Seine Fangemeinde war groß – und die Sätze des Fußballfreunds lasen sich wie gute Pässe von Netzer: der Krimi-Autor Jakob Arjouni ist mit nur 48 Jahren an Krebs gestorben.

Manteldesk: Mirko Weber (miw)

Stuttgart - Auf der ersten Seite von „Ein Mann, ein Mord“, dem dritten der Kayankaya-Romane vom Anfang der neunziger Jahre, notiert der Privatdetektiv – Vorname Kemal, gleichwohl keinerlei Türkischkenntnisse, da bei deutschen Stiefeltern aufgewachsen – unter dem Rubrum „Borussia im Himmel“ folgende Mannschaftsaufstellung: Kleff, Hannes, Vogts, Frontzeck, Stielike, Bonhof, Netzer, Simonsen, Heynckes, Jensen, Laumen.
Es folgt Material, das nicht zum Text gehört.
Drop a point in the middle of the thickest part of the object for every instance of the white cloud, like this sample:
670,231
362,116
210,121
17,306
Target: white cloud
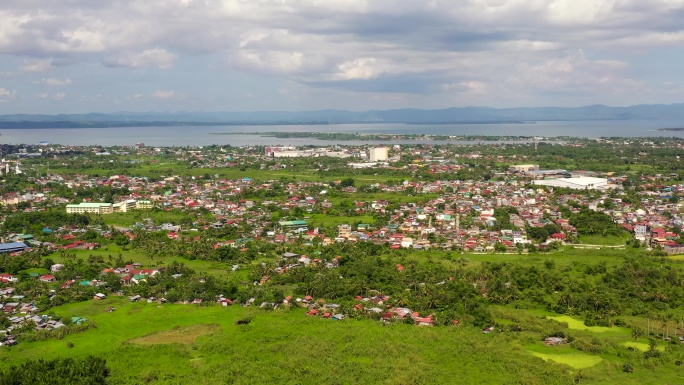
7,95
37,66
504,49
56,82
165,95
155,57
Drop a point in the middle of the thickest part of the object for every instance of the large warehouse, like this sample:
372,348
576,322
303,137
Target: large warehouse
577,183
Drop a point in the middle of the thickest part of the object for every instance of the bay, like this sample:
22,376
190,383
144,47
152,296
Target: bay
208,135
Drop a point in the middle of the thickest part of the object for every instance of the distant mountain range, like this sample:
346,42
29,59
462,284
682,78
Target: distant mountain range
407,115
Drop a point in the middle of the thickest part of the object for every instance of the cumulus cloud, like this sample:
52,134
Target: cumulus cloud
37,65
155,57
56,82
166,95
7,95
500,48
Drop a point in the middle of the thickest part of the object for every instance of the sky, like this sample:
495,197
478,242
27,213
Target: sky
79,56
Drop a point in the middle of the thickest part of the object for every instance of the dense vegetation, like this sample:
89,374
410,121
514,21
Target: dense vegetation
87,371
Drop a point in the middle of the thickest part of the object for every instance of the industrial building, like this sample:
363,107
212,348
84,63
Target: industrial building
523,168
377,154
91,208
577,183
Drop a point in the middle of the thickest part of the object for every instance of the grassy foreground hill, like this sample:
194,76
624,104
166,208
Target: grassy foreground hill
179,344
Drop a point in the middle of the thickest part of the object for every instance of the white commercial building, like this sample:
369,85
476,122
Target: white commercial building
377,154
578,183
93,208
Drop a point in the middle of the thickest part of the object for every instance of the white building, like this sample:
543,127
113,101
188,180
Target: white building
93,208
377,154
523,168
579,183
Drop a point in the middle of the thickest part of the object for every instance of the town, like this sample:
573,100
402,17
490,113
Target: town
342,232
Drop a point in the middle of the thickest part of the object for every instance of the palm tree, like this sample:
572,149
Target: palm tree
668,317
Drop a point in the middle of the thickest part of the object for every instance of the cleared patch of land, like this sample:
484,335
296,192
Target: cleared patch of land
579,325
178,335
574,360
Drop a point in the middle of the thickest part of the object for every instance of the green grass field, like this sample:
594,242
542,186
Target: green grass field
178,344
579,325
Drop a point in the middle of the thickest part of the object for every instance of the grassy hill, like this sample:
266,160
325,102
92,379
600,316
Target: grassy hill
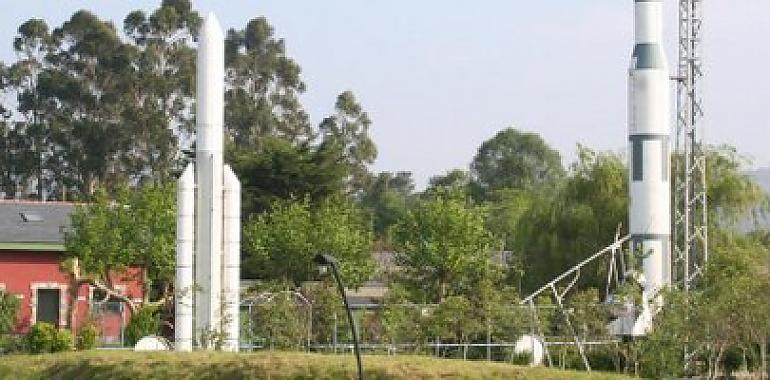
263,365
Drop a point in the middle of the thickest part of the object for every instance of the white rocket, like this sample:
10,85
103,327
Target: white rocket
212,199
649,157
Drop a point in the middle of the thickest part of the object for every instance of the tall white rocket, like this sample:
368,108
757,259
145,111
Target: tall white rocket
649,156
216,209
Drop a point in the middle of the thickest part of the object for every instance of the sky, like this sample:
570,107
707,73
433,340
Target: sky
439,77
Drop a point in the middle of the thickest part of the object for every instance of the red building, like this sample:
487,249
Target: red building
31,247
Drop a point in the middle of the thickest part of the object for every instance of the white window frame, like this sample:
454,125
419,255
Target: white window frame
35,286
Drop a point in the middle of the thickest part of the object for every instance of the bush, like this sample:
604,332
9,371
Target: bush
144,322
87,337
9,309
44,337
11,344
521,358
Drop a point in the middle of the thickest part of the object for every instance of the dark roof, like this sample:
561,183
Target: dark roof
24,223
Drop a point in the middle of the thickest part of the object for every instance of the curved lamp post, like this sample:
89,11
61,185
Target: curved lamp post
330,261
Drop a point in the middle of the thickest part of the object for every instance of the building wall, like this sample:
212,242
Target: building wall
22,273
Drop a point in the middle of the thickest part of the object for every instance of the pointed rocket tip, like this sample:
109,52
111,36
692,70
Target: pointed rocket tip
210,23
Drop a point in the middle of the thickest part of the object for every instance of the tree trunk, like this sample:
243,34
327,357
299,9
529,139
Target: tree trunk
763,356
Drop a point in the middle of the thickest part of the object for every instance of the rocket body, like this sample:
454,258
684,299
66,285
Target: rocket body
216,209
208,157
649,155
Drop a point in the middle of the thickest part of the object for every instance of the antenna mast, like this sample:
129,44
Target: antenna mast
690,229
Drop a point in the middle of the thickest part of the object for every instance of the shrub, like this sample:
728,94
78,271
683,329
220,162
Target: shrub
87,337
44,337
10,344
521,358
9,309
143,323
40,338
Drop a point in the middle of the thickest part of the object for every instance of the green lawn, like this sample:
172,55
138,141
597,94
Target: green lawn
263,365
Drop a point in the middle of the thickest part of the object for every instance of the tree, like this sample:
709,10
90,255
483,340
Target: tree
727,310
159,94
281,244
387,198
263,88
109,237
514,159
9,312
282,170
453,181
570,223
348,130
32,145
443,248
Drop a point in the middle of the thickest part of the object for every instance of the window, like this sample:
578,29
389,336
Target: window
48,306
638,157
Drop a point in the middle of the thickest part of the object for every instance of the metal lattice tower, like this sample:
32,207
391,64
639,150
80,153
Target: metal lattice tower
690,219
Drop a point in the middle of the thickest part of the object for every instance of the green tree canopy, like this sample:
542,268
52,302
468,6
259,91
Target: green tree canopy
565,226
281,244
136,229
443,248
514,159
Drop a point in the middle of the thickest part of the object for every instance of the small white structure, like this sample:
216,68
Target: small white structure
208,216
529,344
152,343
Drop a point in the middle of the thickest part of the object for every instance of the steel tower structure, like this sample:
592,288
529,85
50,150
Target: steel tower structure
690,203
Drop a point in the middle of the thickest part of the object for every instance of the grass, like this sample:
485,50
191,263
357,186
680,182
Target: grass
263,365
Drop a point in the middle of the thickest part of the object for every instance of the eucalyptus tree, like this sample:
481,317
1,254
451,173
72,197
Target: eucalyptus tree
443,249
28,140
84,88
263,88
515,160
160,93
348,129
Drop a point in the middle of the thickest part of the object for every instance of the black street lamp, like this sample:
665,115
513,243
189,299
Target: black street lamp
331,261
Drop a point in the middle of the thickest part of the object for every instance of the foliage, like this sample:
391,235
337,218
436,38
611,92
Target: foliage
732,194
348,130
136,228
728,310
387,198
278,317
514,160
443,249
281,244
9,311
562,228
87,337
264,84
281,171
44,337
144,322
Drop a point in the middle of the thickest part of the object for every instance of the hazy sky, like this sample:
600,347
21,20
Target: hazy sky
439,77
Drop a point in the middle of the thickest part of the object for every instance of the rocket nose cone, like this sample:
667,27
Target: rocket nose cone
210,27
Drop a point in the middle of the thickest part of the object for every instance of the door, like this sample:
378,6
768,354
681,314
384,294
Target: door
48,306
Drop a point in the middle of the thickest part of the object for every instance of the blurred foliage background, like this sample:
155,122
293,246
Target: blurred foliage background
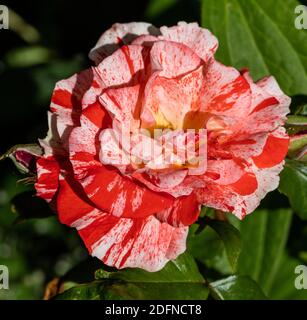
47,41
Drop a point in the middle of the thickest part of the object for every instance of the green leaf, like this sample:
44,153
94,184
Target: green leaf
23,156
236,288
257,35
231,240
264,234
293,183
179,279
28,206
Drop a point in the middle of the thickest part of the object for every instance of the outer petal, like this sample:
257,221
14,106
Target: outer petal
123,68
200,40
244,196
173,59
121,242
118,35
109,191
47,177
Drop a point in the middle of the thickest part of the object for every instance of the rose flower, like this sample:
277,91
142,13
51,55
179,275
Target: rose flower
136,213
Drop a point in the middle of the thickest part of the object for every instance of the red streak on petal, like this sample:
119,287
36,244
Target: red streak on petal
266,103
246,185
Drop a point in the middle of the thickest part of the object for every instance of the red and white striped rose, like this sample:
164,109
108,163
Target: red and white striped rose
150,78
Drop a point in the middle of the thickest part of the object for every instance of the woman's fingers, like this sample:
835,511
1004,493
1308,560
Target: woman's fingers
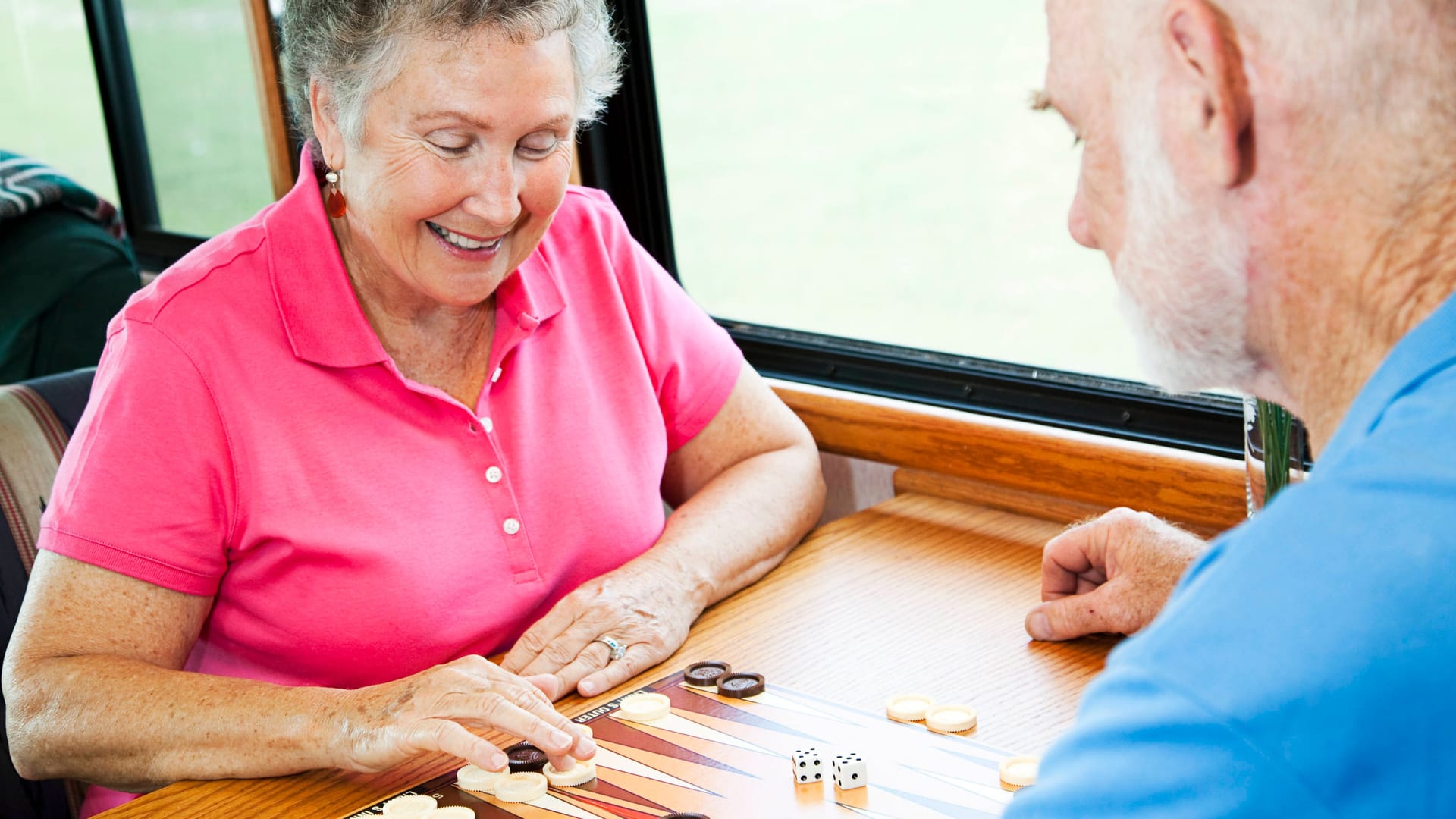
570,645
592,659
533,722
539,635
639,657
453,738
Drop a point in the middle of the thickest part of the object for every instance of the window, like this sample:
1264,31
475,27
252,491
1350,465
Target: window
50,101
200,112
873,171
190,95
861,196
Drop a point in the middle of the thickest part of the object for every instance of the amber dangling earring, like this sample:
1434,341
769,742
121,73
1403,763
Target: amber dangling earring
334,203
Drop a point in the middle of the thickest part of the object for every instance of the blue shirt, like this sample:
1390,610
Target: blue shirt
1307,665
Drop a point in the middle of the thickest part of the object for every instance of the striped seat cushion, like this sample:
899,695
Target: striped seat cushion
36,420
31,444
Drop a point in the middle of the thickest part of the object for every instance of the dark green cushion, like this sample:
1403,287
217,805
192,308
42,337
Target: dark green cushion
61,279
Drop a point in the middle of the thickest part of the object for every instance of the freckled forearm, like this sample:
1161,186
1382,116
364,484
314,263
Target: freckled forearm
134,726
743,522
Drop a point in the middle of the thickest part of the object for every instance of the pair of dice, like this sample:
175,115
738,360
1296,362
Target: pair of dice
848,768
Sie sollten für Gladbach „im Jenseits“ spielen. Fand Kayankaya. Fand Arjouni. Wer möchte da widersprechen? Und außerdem: Kann ein Buch besser anfangen?

 

Kayankaya, vier Jahre zuvor mit „Happy birthday, Türke!“ eingeführt, hatte eine Menge von Raymond Chandlers Philipp Marlowe, der wiederum Arjounis Held war, als er von der mittlerweile berüchtigten Odenwaldschule aus ins Frankfurter Bahnhofsviertel fuhr, um das Milieu zu erkunden. Arjouni, geboren als Jakob Michelsen und Sohn eines Nachkriegsdramatikers, konstruierte den latent alkoholisierten, aber zähen Chefmelancholiker Kayankaya, als er dann Anfang zwanzig war und nichts anderes als Schreiben wollte. Damals lebte er in Montpellier, konnte aber die Sprache nicht. Deswegen brauchte er einen Freund im Geiste – und nicht von ungefähr hieß sein letzter Kayankaya-Roman „Bruder Kemal“ und zeigte einen geläuterten Mann: Familienvater, maßvoller Weinkonsument und immer noch im Geschäft.

Unter die Deutschen gekommen war der Detektiv in einem Idiom, das so gekonnt vor sich hinschnodderte, wie das sonst nur amerikanische Originale hinbekamen. Arjouni legte seine Figuren und ihr Chichi unters Mikroskop. Dann schrieb er komisch-lakonisch auf, was er sah. Das war meistens nicht schön. Aber sehr gut.

Dass Arjouni weitaus mehr als ein Genreschriftsteller war, bewies er mit „Magic Hoffmann“, einem Berliner Wenderoman, erzählt aus der Loser-Perspektive eines Kleinganoven. Diese Blickrichtung behielt er bei, um die Schieflagen der Gesellschaft zu erkennen. Fortan lieferte Arjouni oft genug die besten Geschichten der Saison („Chez Max“, „Der heilige Eddy“). Seine Sätze waren wie gute Pässe von Netzer. Unter Hunderten konnte man sie heraussehen. Jakob Arjouni lebte in Südfrankreich und in Berlin. Er hatte Frau und Kinder, war hundsbegabt und mochte das Leben, wie es ist, wenn es richtig gut ist. Gestern ist Jakob Arjouni, 48 Jahre alt, an einer Krebserkrankung gestorben.